Other artists have also contributed to the series. Hideo Minaba contributed character designs to Final Fantasy IX, worked as an art director for XII, and would later design characters for XIII-2. Italian-born artist Roberto Ferrari worked as a secondary character designer for Final Fantasy Type-0, Final Fantasy XV, and Final Fantasy VII Remake. Yusaku Nakaaki worked with Naora and Nomura to create characters for Final Fantasy Type-0, and along with Ferrari created secondary characters for Final Fantasy XV. Akira Oguro created the character artwork for the mobile games Final Fantasy IV: The After Years and Final Fantasy Dimensions. Toshitaka Matsuda's first major work was on Final Fantasy XII: Revenant Wings, and he would later serve as a costume and character designer for Lightning Returns: Final Fantasy XIII. Toshiyuki Itahana first worked on character designs for Final Fantasy IX, then later served as a main artist for the Crystal Chronicles spin-off series, Lightning Returns: Final Fantasy XIII, and the mobile game Mobius Final Fantasy. A key designer for much of the series' life was Kazuko Shibuya, who did sprite designs from Final Fantasy to VI. She also did work on Final Fantasy Dimensions. A notable outside collaborator was Hiromu Takahara, lead designer for Japanese fashion house Roen, who created the clothing for the main cast of Final Fantasy XV.

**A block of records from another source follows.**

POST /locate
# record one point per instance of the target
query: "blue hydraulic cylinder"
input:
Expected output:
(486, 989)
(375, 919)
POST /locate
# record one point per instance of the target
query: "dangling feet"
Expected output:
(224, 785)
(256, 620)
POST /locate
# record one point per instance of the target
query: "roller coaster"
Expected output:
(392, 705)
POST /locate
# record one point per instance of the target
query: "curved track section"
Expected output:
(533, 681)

== Reception and influence ==
The Final Fantasy series and several specific games within it have been credited for introducing and popularizing many concepts that are today widely used in console RPGs. The side view perspective with groups of monsters against a group of characters used by the early Final Fantasy games has been frequently imitated, supplanting the prior RPG standard of one-on-one battles against monsters from a first-person perspective. The class changing systems and multiple types of magic available were also influential on the genre, as were the use of a variety of vehicles. By contrast, IGN has commented that the menu system used by the games is a major detractor for many and is a "significant reason why they haven't touched the series". Destructoids Chris Hovermale cited the battle systems of the Final Fantasy series as an example of video games have evolved their combat systems over time.

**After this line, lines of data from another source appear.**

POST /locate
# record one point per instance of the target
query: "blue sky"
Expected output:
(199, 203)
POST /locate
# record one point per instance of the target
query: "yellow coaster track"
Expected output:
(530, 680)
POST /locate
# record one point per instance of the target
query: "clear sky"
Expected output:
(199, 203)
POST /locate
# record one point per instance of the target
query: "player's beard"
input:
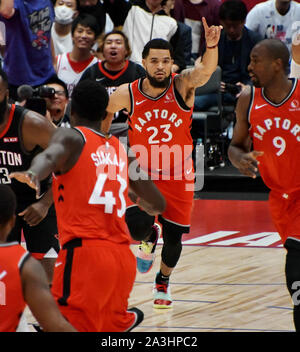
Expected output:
(3, 107)
(158, 84)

Edge cited the visuals of the series as a reason for its long-standing critical praise. In 1996, Next Generation included the series on a ranking of the best games and series of all time, with one of its points of praise being the narratives. That magazine later cited the "melodramatic storylines" used in the series as a factor in its longevity. In a review of Final Fantasy VI from 2005, GameSpot cited that game as a genre-defining game with its storyline and emphasis on character development, while Final Fantasy VII has frequently been classed as a game that helped solidify the structure and style of RPGs for many years to follow. Digital Spy said in 2012 that Final Fantasy had "shaped and defined role-playing games across generations of consoles", though felt the series had lost some of its appeal as its more recent installments differed too much from their predecessors, with some fans referring to Final Fantasy X as "the last traditional game in the series".

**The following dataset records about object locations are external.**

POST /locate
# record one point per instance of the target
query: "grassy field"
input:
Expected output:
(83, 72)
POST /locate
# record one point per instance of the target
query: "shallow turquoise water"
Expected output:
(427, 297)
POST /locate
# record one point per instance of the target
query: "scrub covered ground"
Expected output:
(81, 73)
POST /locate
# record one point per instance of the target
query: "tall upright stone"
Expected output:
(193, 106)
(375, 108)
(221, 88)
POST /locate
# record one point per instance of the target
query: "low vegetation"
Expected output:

Kawazu would develop the concepts he created for Final Fantasy II into its own series, titled SaGa, and other franchises including The Elder Scrolls would adopt its usage-based skill systems. Ishii's experience working on Final Fantasy was reflected in his design philosophies for the Mana series, which began life as a Final Fantasy spin-off. Numerous industry developers and studios (including Ubisoft's Maxime Beland, multiple BioWare staff, Peter Molyneux) have cited Final Fantasy as an influence on either their general game design or specific games. Several independent developers have drawn on both classic and contemporary Final Fantasy games when developing games, citing examples within their narratives, game design, and visuals.